Empreza Funerária - 1934


A "EmpreZa Funerária" era na rua José Bonifácio.

Foto - (Gogelis, 1934) - Memória fotográfica de Mogi - Grinberg



Há 81 anos, o transporte funerário de luxo em Mogi,nessa época era da família Pereira, depois os pais do Mauro compraram a funerária e monopolizaram o "setor' por muitas décadas.Essa funerária era de propriedade do Sr Adolfo Pereira, muito tempo foi administrada pela sua mãe dona Leonor Pereira Chaves Pereira e ficava na Rua José Bonifácio esquina com a rua Cel.Moreira da Glória.Posteriormente foi vendida para o Sr,Mauro Chagas de Macedo. Figura simpática que trabalhava na funerária era o sr.Martinho que também tocava tuba na banda Santa Cecília.

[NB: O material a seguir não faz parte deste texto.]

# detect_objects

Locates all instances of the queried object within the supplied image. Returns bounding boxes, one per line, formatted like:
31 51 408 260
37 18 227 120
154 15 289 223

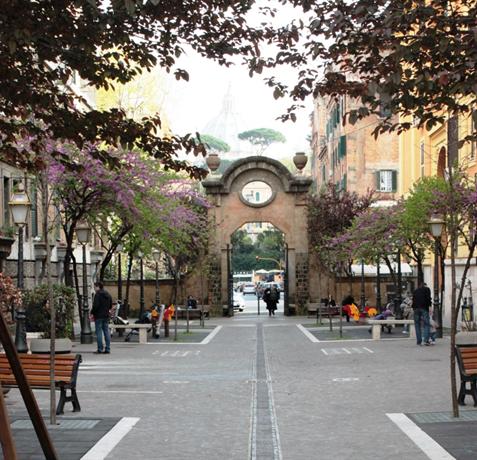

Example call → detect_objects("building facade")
398 108 477 325
311 96 399 202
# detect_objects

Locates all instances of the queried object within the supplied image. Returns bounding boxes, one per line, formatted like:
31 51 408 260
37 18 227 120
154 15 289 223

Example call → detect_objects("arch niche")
202 157 312 314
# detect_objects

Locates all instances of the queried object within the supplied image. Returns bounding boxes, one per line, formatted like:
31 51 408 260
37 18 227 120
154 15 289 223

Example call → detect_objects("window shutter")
392 171 397 192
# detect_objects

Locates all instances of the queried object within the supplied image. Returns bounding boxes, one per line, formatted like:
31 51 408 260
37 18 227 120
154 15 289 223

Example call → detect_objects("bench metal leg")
457 380 466 406
373 324 381 340
71 390 81 412
56 388 66 415
139 328 147 343
470 380 477 407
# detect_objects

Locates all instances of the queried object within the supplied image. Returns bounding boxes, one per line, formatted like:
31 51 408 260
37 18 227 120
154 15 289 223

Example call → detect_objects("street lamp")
116 243 123 302
152 249 161 306
8 183 31 353
137 251 144 321
76 222 93 343
376 256 382 313
428 215 445 338
360 259 366 310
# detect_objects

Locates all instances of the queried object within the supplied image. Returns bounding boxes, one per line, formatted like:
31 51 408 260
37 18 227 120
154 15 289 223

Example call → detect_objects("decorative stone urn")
455 331 477 345
205 152 220 173
30 339 73 355
0 235 15 259
293 152 308 174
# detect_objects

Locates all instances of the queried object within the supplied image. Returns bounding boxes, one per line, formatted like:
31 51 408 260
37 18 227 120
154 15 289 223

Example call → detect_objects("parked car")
242 283 257 295
233 292 245 311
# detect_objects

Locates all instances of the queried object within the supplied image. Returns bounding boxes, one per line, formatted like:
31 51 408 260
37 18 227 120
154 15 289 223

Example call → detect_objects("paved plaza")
2 313 477 460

Nessa época, o velório era neste local mesmo, depois mudou para o imóvel ao lado, esquina da Moreira da Glória (onde funcionou por muito tempo, uma loja de enxovais). Depois daí, foi transferida para um sobrado no Largo da Matriz, onde hoje é a Minimaq e por último o Casarão do Carmo, antes de ser construído o atual.E para aquelas pessoas que não tinham bens de riqueza ou não era associado  era velada em casa e algumas pessoas nas igrejas, quando pertenciam a uma irmandade, até agora é assim em muitos locais. Mais o respeito era maior aos falecidos nessa época.